Da diese Präsentationen individuell auf Ihre Bedürfnisse zugeschnitten sein sollten, versteht es sich von selbst, dass sich der Anbieter gründlich darauf vorbereiten muss. Er braucht präzise Informationen über Ihr Unternehmen, Ihre Branche und Ihre Herausforderungen. Das Lastenheft ist zwar eine gute Quelle für diese Informationen, aber nichts schlägt an dieser Stelle das persönliche Gespräch. Deshalb raten wir immer dazu, alle Gesprächspartner im Vorfeld zu einem Anbieter-Briefing einzuladen. Dabei handelt es sich um ein Vorbereitungs-Meeting, das dem Anbieter erlaubt, im direkten Gespräch mehr über Ihr Unternehmen und dessen Kontext zu erfahren. Unserer Erfahrung nach führen solche Briefings immer zu besseren ERP-Workshops – und erleichtern Ihnen wiederum die Entscheidung für das passende System.

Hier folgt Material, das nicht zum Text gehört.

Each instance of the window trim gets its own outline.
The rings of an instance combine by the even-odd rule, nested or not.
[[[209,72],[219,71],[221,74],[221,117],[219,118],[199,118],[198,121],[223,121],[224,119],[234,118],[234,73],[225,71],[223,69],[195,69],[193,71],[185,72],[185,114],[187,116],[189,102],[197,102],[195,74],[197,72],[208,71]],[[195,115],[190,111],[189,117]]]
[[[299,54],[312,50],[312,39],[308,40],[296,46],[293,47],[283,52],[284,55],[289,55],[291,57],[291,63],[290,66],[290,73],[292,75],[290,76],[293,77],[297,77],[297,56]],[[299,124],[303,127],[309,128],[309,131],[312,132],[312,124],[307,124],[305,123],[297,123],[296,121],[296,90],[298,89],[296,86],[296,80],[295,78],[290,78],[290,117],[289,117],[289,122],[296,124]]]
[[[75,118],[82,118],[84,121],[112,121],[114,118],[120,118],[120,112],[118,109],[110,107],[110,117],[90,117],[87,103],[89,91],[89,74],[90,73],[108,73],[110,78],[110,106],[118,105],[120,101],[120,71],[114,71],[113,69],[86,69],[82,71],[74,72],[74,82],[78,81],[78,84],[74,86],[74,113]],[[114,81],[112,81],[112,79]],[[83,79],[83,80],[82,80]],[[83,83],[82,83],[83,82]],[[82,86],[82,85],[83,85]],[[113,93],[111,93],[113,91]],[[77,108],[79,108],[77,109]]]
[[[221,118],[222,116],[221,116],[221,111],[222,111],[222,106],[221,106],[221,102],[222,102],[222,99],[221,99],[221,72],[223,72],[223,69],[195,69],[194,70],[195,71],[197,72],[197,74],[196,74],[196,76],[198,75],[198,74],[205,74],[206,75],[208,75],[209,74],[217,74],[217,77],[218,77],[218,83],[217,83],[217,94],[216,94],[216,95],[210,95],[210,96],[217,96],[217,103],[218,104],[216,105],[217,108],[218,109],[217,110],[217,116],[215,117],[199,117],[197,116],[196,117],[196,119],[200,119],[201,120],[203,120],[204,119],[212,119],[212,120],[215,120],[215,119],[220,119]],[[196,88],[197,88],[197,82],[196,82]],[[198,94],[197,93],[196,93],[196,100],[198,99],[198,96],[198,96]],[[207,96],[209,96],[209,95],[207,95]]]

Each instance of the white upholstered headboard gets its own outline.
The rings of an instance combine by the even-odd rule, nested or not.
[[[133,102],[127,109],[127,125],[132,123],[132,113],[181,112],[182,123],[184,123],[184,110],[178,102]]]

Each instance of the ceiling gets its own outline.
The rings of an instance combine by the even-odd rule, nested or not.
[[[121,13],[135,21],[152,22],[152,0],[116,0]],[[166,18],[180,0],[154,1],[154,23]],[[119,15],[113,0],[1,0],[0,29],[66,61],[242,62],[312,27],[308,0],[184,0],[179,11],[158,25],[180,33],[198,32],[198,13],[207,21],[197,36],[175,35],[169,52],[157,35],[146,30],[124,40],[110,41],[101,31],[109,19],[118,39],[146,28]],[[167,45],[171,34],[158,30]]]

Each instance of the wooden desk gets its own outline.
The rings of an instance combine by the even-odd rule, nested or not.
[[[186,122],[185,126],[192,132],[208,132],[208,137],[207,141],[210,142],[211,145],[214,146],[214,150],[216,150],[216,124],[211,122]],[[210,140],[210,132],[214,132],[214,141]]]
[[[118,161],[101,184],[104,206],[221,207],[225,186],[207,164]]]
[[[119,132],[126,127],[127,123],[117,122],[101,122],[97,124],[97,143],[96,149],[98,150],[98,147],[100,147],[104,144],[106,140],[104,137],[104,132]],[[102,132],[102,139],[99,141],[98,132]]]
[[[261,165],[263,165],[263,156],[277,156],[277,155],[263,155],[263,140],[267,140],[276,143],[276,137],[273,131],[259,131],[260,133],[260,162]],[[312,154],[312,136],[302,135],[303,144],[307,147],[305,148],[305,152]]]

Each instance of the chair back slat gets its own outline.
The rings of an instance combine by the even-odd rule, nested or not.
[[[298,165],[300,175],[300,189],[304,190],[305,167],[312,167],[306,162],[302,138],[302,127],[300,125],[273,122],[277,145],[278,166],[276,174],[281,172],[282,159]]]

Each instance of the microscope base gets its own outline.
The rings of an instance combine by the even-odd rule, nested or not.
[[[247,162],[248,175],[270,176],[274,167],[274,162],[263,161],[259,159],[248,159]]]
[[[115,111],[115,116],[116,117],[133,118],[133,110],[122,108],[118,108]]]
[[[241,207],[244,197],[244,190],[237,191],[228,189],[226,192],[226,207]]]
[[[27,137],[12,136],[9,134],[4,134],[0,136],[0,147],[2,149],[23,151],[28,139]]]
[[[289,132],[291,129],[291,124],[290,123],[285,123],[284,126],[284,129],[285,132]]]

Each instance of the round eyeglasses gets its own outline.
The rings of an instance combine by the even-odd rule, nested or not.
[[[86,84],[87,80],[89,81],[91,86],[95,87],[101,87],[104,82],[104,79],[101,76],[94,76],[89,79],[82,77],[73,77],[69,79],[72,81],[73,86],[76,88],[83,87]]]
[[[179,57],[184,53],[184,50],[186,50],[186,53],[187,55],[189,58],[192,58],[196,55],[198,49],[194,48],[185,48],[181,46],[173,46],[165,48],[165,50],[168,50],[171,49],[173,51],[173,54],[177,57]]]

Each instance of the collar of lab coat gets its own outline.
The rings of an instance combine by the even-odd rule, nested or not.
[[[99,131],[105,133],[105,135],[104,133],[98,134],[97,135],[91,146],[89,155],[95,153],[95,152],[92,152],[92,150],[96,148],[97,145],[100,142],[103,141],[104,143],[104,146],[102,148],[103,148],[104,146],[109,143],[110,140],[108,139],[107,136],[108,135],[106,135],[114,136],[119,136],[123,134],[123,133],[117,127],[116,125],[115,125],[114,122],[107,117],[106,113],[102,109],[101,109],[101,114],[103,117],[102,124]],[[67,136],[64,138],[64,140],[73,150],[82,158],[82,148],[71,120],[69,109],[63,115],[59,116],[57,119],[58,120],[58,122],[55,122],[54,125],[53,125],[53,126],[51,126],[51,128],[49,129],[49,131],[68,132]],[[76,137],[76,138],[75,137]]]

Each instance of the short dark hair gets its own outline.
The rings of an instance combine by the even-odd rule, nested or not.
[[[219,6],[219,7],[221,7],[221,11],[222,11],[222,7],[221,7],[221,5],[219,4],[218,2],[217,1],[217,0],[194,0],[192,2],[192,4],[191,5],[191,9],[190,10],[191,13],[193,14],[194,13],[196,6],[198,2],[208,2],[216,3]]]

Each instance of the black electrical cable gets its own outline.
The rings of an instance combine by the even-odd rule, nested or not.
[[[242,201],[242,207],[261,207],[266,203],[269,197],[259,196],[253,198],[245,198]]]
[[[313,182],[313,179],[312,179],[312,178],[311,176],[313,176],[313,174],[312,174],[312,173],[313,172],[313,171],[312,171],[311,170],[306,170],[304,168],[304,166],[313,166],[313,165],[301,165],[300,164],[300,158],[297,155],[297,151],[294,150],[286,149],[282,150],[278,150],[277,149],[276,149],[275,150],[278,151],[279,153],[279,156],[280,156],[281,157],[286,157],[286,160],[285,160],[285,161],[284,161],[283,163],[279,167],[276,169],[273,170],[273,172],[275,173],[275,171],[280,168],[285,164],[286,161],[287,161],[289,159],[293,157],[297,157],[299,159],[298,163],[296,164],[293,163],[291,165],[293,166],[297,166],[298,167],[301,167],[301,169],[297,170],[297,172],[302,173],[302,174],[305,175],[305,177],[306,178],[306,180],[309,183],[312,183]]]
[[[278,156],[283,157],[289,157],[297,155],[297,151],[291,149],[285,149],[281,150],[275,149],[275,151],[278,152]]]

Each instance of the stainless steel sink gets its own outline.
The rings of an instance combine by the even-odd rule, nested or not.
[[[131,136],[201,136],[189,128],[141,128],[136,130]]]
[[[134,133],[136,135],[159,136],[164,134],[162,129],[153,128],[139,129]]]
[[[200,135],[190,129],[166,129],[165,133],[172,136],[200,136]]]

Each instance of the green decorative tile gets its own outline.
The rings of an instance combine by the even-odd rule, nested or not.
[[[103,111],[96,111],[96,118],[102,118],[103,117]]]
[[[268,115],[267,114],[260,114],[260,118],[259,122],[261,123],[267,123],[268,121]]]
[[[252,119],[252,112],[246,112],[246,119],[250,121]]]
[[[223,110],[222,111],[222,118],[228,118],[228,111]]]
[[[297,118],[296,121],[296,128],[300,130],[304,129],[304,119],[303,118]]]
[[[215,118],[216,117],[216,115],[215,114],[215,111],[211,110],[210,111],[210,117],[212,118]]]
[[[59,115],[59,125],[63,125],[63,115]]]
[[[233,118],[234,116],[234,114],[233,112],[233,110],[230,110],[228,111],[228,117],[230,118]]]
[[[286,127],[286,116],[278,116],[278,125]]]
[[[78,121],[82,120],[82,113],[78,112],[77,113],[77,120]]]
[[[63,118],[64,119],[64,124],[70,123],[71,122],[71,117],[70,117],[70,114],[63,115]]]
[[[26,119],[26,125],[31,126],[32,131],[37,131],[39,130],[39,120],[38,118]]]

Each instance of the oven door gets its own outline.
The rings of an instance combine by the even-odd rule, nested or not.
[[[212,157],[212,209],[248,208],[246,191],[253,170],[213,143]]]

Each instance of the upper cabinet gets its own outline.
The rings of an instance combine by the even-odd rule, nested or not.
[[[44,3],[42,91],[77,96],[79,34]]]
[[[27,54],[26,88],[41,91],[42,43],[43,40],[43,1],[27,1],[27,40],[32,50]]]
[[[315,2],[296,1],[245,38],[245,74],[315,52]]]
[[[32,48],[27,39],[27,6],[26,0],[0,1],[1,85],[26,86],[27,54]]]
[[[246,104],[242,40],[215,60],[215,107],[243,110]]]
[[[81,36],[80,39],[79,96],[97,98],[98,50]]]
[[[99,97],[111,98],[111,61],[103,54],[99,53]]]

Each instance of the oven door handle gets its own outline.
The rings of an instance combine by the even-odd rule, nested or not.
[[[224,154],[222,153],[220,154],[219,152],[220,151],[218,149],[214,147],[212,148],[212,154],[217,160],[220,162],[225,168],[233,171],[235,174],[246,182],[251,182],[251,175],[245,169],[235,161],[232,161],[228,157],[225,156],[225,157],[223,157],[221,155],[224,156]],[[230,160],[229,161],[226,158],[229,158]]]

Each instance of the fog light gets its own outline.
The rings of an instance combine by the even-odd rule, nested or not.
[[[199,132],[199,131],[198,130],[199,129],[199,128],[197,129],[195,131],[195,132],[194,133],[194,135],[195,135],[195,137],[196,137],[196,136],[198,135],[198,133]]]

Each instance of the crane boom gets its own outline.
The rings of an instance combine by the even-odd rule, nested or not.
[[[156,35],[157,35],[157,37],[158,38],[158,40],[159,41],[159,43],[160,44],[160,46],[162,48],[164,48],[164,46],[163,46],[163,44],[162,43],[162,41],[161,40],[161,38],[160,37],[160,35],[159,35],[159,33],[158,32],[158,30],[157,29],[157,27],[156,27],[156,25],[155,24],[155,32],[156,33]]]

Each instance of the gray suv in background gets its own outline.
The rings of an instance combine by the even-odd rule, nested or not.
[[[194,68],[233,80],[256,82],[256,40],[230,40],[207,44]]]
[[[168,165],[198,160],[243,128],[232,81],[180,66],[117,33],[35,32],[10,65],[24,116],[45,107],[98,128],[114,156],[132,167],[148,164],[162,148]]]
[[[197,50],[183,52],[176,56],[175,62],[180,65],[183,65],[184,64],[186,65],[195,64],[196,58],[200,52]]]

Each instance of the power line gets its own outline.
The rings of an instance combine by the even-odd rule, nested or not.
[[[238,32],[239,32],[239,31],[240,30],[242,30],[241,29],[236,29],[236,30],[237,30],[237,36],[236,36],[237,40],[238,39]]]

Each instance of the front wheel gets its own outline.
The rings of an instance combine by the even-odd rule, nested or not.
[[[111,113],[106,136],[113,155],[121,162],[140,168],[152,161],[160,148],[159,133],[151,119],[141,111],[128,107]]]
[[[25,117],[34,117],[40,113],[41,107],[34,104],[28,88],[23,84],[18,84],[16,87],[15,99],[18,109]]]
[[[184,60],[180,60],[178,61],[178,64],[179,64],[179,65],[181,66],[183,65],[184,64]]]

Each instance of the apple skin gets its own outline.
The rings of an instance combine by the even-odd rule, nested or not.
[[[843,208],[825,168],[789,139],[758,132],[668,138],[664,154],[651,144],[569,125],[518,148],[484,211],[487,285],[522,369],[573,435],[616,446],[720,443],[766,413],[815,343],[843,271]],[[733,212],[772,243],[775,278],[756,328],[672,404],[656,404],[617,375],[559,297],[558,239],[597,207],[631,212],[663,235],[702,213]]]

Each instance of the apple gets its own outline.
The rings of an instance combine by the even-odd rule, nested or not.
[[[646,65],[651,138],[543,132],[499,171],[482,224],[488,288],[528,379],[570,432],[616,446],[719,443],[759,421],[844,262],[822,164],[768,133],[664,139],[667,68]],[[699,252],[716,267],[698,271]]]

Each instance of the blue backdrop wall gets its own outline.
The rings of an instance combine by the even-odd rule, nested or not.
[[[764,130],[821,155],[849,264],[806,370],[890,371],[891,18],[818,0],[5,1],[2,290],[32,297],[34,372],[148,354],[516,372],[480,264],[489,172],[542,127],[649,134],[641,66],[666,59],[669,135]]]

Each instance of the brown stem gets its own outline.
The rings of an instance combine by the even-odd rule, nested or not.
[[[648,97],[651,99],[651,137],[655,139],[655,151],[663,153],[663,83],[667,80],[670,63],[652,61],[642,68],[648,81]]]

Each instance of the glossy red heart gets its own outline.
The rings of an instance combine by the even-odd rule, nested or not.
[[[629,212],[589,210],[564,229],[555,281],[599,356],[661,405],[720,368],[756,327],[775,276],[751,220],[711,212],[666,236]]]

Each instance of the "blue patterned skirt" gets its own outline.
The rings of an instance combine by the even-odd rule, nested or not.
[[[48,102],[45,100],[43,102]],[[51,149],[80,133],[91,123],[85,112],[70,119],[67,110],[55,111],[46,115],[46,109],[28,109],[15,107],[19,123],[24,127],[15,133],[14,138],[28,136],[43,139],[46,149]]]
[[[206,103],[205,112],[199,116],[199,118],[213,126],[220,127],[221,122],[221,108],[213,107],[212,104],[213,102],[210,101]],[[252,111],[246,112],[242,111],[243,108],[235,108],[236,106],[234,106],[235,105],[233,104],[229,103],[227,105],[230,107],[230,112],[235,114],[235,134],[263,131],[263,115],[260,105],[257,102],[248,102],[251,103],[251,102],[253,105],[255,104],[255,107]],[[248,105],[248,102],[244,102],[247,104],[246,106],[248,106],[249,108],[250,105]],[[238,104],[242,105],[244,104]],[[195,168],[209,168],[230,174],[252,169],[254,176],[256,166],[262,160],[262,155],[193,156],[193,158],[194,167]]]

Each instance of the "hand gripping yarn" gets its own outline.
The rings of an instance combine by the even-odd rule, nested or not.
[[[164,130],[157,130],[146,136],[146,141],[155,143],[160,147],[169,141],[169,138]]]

Nachdem Sie mit allen Shortlist-Anbietern einen Workshop durchgeführt haben, müssen Sie sich nur noch für einen davon entscheiden. Auch hier lauern wieder Tücken. Viele Unternehmen sehen die Kosten als primäres Entscheidungskriterium. Aber auch „weiche Faktoren“ können große Auswirkungen haben. Wenn es zum Beispiel persönliche Antipathien zwischen Ihrem Projektteam und dem Anbieter gibt, können Sie sich schon jetzt auf Konflikte gefasst machen. Achten Sie lieber darauf, alle Faktoren im Auge zu behalten, nicht nur den Preis.

Die Implementierung

Sobald Sie den passenden ERP-Anbieter ausgewählt und die vertraglichen Details geklärt haben, beginnt die nächste Phase der ERP-Einführung: Die Implementierung. Hier geht es darum, das ERP-System technisch umzusetzen und in Ihren Prozessen zu verankern. Parallel dazu erhalten Ihre Mitarbeiter Schulungen für die Arbeit mit dem ERP-System.

Zunächst steht jedoch erst einmal ein weiterer Workshop auf dem Programm, in dem Sie und Ihr ERP-Partner gemeinsam die Anforderungen aus dem Lastenheft durchleuchten. Ziel des Ganzen ist, eine gemeinsame Perspektive zu entwickeln und letzte Missverständnisse aus dem Weg zu räumen. Das Ergebnis dieses Workshops ist das Pflichtenheft: Ein Dokument, das festlegt, wie der ERP-Anbieter die Vorgaben aus Ihrem Lastenheft technisch umzusetzen gedenkt. Manche ERP-Verantwortliche machen den Fehler, das Pflichtenheft einfach durchzuwinken, um das Projekt zu beschleunigen. Das kann jedoch teure Auswirkungen haben, denn auch bei intensiver Absprache sind unterschiedliche Interpretationen nie auszuschließen. Lesen Sie sich das Pflichtenheft lieber gut durch und prüfen Sie alles sorgfältig.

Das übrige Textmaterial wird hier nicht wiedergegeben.